Das Evangelische Wort

Sonntag, 06. 08. 2006,  6.55 Uhr - 7.00 Uhr Österreich 1

 

                        

von Oberkirchenrätin Dr. Hannelore Reiner (Wien)

 

 

Immer wenn sich der 6. August nähert und damit der Jahrestag des Atombombenabwurfs auf Hiroshima, fällt mir die Geschichte des japanischen Mädchens Sadako ein.

 

Ich hatte das Buch in der Bibliothek meiner Volksschule ausgeliehen. Es beschreibt die lange Krankheitszeit eines Mädchens, das an den Folgen des Atombombenabwurfs schwer zu leiden hatte und schließlich daran gestorben ist.

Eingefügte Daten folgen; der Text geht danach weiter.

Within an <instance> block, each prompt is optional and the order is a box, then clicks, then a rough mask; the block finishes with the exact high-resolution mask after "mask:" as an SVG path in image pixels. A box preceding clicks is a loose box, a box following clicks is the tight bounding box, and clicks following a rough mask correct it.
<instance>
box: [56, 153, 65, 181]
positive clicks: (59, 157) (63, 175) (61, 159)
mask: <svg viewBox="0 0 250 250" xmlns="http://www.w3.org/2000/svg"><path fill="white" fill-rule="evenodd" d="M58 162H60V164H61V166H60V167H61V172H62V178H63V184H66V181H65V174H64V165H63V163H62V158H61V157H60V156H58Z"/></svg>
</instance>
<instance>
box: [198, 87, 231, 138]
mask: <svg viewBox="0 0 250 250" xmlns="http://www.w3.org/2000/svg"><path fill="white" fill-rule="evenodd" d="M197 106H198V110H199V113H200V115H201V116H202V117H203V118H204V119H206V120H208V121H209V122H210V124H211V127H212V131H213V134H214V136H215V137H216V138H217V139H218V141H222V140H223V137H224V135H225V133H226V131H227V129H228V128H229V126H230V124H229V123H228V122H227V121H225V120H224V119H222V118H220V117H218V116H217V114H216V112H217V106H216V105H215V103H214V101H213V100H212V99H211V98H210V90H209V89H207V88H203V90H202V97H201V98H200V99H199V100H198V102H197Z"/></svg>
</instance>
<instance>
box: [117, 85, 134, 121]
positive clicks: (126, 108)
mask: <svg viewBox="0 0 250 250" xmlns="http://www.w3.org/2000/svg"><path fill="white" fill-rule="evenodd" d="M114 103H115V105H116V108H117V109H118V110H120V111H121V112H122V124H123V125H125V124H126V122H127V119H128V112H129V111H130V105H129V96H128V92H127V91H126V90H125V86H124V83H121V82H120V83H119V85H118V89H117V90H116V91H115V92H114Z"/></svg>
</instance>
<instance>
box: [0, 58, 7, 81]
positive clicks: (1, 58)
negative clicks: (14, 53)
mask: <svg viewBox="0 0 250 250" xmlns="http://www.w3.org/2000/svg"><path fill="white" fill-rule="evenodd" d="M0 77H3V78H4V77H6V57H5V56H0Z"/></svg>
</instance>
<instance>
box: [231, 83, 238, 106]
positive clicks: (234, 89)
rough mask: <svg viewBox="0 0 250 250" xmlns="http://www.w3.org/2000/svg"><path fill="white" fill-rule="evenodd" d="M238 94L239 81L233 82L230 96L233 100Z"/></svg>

Die Geschichte lebt von der Spannung, in der einerseits die Krankheit des Mädchens trotz aller medizinischen Hilfe ständig fortschreitet und unweigerlich zum Tod führt. Demgegenüber klammert sich Sadako an eine alte japanische Vorstellung, die ihr hilft, den Kampf mit der Krankheit aufzunehmen. Sie faltet Kraniche, eine kunstvolle Handarbeit nach einer alten Vorlage. Die Kraniche helfen nicht bloß die langen und einsamen Tage und Nächte im Krankenbett zu verkürzen. Sie stehen auch symbolhaft für Freiheit und Fliegenkönnen, weit über alle Schmerzen und Ängste hinweg. In die gefalteten Flügel der Papierkraniche legt Sadako all ihre Sehnsucht und Hoffnung nach Leben und Überleben hinein. So werden die Kraniche zu Friedensvögeln, ähnlich dem Bild der Friedenstaube. 1000 Stück sollte Sadako falten, dann würde sie es schaffen, so ihre Vorstellung. Knapp vor diesem Ziel stirbt das Mädchen.

 

Auch wenn in diesem Kinderbuch der historische Hintergrund von 1945 und das tödliche Grauen des Atombomben-abwurfs nur angedeutet sind, eines wird deutlich: Was ein einziger Knopfdruck zur Auslösung solch verheerender, todbringender Waffen bewirkt, braucht eine unendlich lange Zeit, um wieder heilen und verheilen zu können. Gegen die todbringenden bleiernen Vögel aus der Luft brauchen die papierenen Kraniche mit ihren zarten Flügeln Jahre und vielleicht Jahrzehnte, um neues Vertrauen wachsen zu lassen, oft erst nach Generationen. Krieg und Gewalt, erst recht Atomgewalt, werden niemals zur Lösung eines Konflikts beitragen, weder 1945 noch heute. Vielmehr gilt der Rat des Apostel Paulus, den er den Römern gibt: „Vergeltet niemand Böses mit Bösem. Nehmt euch vor, allen Menschen Gutes zu erweisen. So weit es an euch liegt, tut alles, um mit jedermann in Frieden zu leben.“ (Röm. 12, 17-18)

 

Das sind die „Kraniche“, die wir alle falten können: Unser Einsatz für Frieden und Versöhnung im Kleinen und im Großen, in der Fürbitte, in der Politik und vor allem im Zusammenleben unter einander.

 

Nur auf diese Weise werden uns Menschen Flügel für ein neues und friedvolles Miteinander weltweit zuwachsen.